Having been in Austin all weekend long, I just had my first opportunity to watch the MotoGP race from Sepang. Admittedly, I was a bit stunned with the on-track exploitations of Valentino Rossi and Marc Marquez to say the least but I have not read anything about the incident from any news sites, blogs or traditional news outlets yet. I have not even seen what the official team positions are, driver’s comments or Dorna’s results of the investigation.
Now, while that may make me a galactic idiot for posting commentary on this race, I reckon I would just give an initial reaction to it as I saw it unfold because I have to imagine it is a pure S-storm out there right now on the interweb about the incident. I can imagine the Marc and Vale camps are at odds with each other and the one thing I did see this morning was some Facebook post in Italian, which I cannot read, that had an on-board camera of Marc’s bike. I did watch that view.
In reality I see two riders who represent the old guard and the new guard. They were already ratcheted up from Rossi’s comments Thursday about Marquez helping Lorenz and slowing the Italian down etc. I assume that is one part opinion and two parts Rossi. Fair enough, that’s part of his charm. I have not read if Dorna found that to be true based on data and timing. Again, I’ve been out of the loop.
However, that being said, the two riders were relatively equal and didn’t have much to take the battle to Lorenzo and Pedrosa who were left to battle it out at the front. What they did have is nearly equal performance and this placed them both in the hunt for third. Passing and re-passing, a Rossi trademark, they both tried to out-Rossi the other and there was some brilliant racing from legend and young phenom alike. Incredible pushing from Marc who seemed to be completely hanging it out to battle with Rossi. Rossi was clinical in his passing and Marc was showing incredible bike-handling skill to hang on a not only pass but re-pass. Amazing action from perhaps a battle that signals the changing of the guard.
In return, the wily veteran wasn’t going to give up easy as in his mind, I have to think he was wondering why Marc was fighting so fiercely given he is out of the title hunt and Rossi desperately needed to catch Lorenzo. Thus the accusation that he may be helping Lorenzo. You know, Spaniards helping Spaniards…that type of thing. I have no way of knowing that, perhaps the two are friends but that’s for a better person to explain.
What I do know is that it looked to me that Rossi was absolutely miffed by Marc’s actions and otherworldly riding and combative behavior. As they entered the right-hander, Rossi sat up, pressed out wide to force Marc outside and effectively back him off a bit. Basically resign himself to third behind Lorenzo but also to cool Marquez down.
What transpired then was interesting as there was some head, knee and handlebar touching and at first blush it looked as if Rossi kneed Marc’s bike but then if I had a bike closing in on me from the side, I would put my leg out as well.
For me, it seemed that Rossi hit the apex but didn’t turn in for the corner like a rider would normally do while Marquez started to turn in anticipating that Rossi would to. They both touched and Marc went down.
Was it deliberate? I think the answer is yes in the terms that Rossi was trying to get Marc to go wide and slow him down a bit to get some breathing room. I’m unclear as to what the regulations say about that but the fact is Rossi didn’t turn in and Marquez was which probably caught him off guard. In Austin, Lewis Hamilton a very similar thing to his teammate, Nico Rosberg, by running him wide into turn 1 and taking the lead. Shutting doors in turns happens in F1.

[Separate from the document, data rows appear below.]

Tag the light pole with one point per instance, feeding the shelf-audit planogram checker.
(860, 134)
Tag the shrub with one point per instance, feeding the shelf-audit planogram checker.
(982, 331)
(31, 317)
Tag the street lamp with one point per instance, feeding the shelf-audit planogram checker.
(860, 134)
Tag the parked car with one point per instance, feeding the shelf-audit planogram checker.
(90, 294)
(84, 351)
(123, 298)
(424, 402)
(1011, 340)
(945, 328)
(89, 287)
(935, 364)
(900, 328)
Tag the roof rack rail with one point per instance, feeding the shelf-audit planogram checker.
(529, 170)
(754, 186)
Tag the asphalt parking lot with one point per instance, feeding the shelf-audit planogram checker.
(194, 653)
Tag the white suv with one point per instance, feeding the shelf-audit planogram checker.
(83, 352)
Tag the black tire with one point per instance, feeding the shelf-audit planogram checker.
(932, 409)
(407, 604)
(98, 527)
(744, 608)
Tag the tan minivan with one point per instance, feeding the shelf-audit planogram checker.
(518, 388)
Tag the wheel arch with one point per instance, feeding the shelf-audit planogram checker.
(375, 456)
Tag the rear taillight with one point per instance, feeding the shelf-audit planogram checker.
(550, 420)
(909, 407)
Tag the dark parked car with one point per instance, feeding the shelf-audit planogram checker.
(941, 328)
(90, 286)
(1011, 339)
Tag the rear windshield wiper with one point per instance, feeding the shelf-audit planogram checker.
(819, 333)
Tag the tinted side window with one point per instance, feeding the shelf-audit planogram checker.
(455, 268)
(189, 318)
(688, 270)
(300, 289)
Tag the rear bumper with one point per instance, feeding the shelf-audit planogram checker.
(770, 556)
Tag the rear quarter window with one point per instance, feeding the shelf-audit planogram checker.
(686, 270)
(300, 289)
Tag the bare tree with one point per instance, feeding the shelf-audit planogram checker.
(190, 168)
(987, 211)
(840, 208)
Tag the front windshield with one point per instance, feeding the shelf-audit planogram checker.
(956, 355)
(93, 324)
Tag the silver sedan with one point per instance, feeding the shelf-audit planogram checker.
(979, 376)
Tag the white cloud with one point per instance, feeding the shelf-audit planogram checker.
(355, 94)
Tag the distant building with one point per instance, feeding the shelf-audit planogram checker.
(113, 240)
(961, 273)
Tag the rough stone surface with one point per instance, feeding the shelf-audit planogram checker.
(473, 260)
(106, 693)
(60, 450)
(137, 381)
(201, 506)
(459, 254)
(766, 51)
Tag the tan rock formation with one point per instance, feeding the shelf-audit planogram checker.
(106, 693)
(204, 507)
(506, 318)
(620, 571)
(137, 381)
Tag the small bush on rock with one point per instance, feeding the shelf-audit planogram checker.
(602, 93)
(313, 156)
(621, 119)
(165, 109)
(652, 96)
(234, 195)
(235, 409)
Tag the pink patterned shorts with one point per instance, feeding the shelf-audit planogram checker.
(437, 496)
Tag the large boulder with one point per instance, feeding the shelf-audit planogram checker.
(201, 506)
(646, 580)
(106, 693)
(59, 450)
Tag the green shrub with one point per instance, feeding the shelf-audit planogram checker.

I think Marquez has a personal vendetta he was battling for on Sunday and Rossi has a pride and championship he was fighting for and didn’t relish Marc being mixed up in a fight that he really has no cause in. Having said that, third place is third place and Marc has every right to fight for that position. Again, I’m not sure how Dorna felt about Marquez pressing a title contender so hard but each race is its own chance to win with positions up for grabs.
I have not seen the official result of the investigation but I would say that if they penalize Rossi, then they are saying that each race is its own entity and it doesn’t matter if Rossi is in the title hunt and it doesn’t matter that Marc is outrageously fighting Rossi for a position even though he is out of the title bid.
On the other hand, if they don’t penalize Rossi, then they are saying the opposite. I would add that if they are concerned over the title contenders, then this incident really shouldn’t garner a penalty as Marc isn’t in the fight.
As I said, I am posting this without a safety net here folks, so I am coming from it with initial knee-jerk reactions and no data to support my opinion. I see both riders at odds with each other over pride, words, head games and on-track action. Both already incensed on Thursday and it spilled over to the track. For Rossi, Marc was an annoying gnat that was getting in his way for a title and for Marc, beating Rossi was as good as winning the title because wasn’t going to be besmirched by this guy having had some on-track altercations already this season. It was personal, that’s what I am saying.
What I fear we may have missed is an incredible ride by Dani Pedrosa and Jorge Lorenzo. Dani looked awesome all weekend and Jorge had some incredible passes on the first lap to dow hat he needed to have a chance to fight for the title and close the points gap. Rossi and Marquez insured that he did.